The telephone rang early Wednesday morning in the hushed rectory of Our Lady of Perpetual Help Basilica, the old Catholic church on Mission Hill. Phones are always ringing in old churches in working-class neighborhoods, but this caller, a priest, had a singular request. He said that the Kennedy family — that would be the Kennedys of Hyannis Port, Washington, the world — wondered whether the funeral Mass for Senator Edward M. Kennedy, who had died just hours earlier, could be said at Our Lady of Perpetual Help. Would that be all right?
The Rev. Philip Dabney, the associate pastor, was stunned. All he had done was answer the phone, and now his life had changed. “I said, ‘Sure,’ ” he recalled. “I was so taken aback. But you knowhow grace works.” Soon Father Dabney was working out the details with the senator’s aides. No air-conditioning? We’ll send over several industrial fans. Unsure about the sound system? ABC, the television network, will be on it. When the priest noted that the sidewalk in front of the church was in the midst of being repaired, one of the aides said, “It’ll be fixed.”
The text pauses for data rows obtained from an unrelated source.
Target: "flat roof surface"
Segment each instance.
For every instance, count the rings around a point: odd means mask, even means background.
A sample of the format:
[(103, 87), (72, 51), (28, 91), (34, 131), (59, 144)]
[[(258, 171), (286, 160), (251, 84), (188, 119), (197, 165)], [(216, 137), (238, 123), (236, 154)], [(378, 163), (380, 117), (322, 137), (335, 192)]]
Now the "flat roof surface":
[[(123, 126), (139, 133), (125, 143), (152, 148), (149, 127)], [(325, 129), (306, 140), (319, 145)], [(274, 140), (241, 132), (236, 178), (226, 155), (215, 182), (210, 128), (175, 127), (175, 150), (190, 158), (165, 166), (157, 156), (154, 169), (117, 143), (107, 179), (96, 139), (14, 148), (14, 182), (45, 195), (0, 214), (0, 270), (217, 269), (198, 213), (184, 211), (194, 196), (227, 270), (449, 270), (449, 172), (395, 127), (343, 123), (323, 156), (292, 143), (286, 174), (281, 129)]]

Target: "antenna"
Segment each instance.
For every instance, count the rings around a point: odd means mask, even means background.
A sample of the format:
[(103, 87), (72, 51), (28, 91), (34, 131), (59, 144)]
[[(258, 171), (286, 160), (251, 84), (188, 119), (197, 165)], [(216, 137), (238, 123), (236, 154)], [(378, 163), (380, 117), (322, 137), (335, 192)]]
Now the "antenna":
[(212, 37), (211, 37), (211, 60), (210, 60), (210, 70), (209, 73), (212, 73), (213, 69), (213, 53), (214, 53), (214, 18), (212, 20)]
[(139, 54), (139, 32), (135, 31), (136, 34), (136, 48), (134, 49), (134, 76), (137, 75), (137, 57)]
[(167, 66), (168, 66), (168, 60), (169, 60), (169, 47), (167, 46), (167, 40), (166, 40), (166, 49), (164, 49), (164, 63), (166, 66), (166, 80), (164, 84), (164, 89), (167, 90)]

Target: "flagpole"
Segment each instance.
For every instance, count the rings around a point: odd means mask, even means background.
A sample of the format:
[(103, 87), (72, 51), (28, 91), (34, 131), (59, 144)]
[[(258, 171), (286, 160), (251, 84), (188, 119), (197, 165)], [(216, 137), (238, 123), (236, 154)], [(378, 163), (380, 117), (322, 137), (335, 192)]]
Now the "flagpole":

The priests here are Redemptorists — missionaries who built this commanding Romanesque church in 1878. Known locally as the Mission Church, it holds a special place among Boston Catholics because of its shrine to Our Lady of Perpetual Help, which is bordered by two vases filled with canes and crutches. According to the church’s official history, these strange but beautiful bouquets “provide testimony to the multitude of cures and graces granted through the intercession of Our Lady.”